Dünyanın her yerinde kadınlara, halklara, inanç ve doğaya dair sorunlar tartışılıyor. İçerisinde bulunduğu krizli hali restorasyon ve savaşlarla aşmaya çalışan kapitalist modernite ve ulus devletin büyütüp, derinleştirdiği bu sorunlar kanayan yaraya dönüşüyor. Ortadoğu, Asya ve Afrika ekseninde yoğunlaşan savaşlar nedeniyle bölgelerde istikrarsızlık derinleşiyor.
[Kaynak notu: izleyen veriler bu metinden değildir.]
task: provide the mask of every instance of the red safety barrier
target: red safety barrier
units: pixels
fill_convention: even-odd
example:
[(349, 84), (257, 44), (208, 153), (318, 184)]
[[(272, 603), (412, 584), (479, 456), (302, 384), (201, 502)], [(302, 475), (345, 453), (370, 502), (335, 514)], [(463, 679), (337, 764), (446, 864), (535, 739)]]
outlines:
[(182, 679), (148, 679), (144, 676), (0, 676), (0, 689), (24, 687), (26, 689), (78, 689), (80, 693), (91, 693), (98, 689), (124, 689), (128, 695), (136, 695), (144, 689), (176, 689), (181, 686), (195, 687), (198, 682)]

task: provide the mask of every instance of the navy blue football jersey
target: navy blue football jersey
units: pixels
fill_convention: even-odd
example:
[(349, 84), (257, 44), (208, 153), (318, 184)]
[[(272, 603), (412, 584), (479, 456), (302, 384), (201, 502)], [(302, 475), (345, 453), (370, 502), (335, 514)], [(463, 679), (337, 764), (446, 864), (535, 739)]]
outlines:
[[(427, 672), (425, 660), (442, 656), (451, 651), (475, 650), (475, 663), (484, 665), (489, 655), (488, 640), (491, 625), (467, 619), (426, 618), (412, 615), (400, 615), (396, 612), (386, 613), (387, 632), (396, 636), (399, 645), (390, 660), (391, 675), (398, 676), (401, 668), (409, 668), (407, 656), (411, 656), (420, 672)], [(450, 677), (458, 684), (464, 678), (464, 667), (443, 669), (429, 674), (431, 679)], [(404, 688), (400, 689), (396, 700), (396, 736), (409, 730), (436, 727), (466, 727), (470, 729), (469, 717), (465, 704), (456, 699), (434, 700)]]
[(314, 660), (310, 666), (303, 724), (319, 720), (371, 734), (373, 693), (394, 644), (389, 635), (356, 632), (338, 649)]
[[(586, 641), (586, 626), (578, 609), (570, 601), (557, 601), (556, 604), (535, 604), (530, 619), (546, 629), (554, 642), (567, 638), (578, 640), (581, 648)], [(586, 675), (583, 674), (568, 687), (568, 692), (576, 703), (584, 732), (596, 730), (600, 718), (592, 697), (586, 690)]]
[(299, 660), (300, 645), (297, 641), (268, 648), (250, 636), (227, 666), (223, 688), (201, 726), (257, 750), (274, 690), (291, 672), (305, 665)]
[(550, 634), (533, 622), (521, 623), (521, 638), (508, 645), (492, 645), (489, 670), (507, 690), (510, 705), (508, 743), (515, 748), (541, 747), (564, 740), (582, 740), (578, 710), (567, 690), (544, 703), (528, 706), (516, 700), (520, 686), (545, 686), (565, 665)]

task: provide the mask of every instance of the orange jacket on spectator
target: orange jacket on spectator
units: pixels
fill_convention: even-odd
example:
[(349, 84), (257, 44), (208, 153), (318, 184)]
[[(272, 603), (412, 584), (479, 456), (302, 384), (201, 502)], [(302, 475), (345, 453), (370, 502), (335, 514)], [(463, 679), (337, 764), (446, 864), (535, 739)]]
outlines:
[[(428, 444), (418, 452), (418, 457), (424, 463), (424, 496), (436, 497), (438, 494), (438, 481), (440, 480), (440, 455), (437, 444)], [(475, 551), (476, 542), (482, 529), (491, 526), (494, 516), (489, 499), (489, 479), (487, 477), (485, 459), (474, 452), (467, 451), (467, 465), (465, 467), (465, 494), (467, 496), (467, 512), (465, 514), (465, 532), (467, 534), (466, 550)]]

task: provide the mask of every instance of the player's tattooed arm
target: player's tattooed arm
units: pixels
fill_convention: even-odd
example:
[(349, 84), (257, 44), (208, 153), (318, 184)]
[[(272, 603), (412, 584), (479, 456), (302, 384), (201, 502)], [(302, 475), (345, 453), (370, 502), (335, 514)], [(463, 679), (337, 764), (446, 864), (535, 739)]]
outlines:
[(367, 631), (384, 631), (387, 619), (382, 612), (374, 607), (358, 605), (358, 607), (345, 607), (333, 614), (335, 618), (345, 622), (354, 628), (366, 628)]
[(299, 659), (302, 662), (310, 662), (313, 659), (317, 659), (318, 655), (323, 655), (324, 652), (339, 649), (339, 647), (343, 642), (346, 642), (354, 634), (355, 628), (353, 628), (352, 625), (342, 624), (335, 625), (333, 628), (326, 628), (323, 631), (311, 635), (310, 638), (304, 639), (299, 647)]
Dünyanın birçok yerinde ezilen ve sömürülen kesimlerin, tüm bu sorunların çözümüne ilişkin “parçalı” mücadeleleri de sürüyor. PKK Lideri Abdullah Öcalan ise Kurdistan ve Ortadoğu başta olmak üzere dünyadaki tüm krizlere “Kadın özgürlükçü, ekolojik ve demokratik paradigma” ile bütünlüklü bir bakış getirip, var olan sisteme bir alternatif ve çözüm sunuyor. Uzun yıllardır Sincan Kadın Cezaevi’nde tutulan kadın tutsaklar, söz konusu paradigmaya dair sorularımızı yanıtladı. 
 
Tutsak Elif Çetinbaş'ın “Öze dönüş; kadın özgürlükçü, demokratik ekolojik toplumun mümkünlüğü" başlığı altında yönelttiğimiz sorulara verdiği yanıtlar şöyle: 
 
Neolitik devrimin toplumsal değerlerinin, güçlü yaşatıldığı bir coğrafyada yaşıyoruz. Ancak toplumun tarihsel değerlerinden uzaklaştırıldığı, bu değerlerin yaratıcısı kadınlara yönelik saldırıların her geçen gün arttığına tanıklık ediyoruz. Bu saldırıların neden ve amacı nedir?
 
 
 Yaşadığımız coğrafya insanlık tarihine beşiklik etmiş, toplumsal değerlerin yaratıldığı ve büyütüldüğü bir coğrafyadır. Ve bu değerler kadının aklı, hissi duyarlılığı, gözlem gücüyle hayata geçirildi.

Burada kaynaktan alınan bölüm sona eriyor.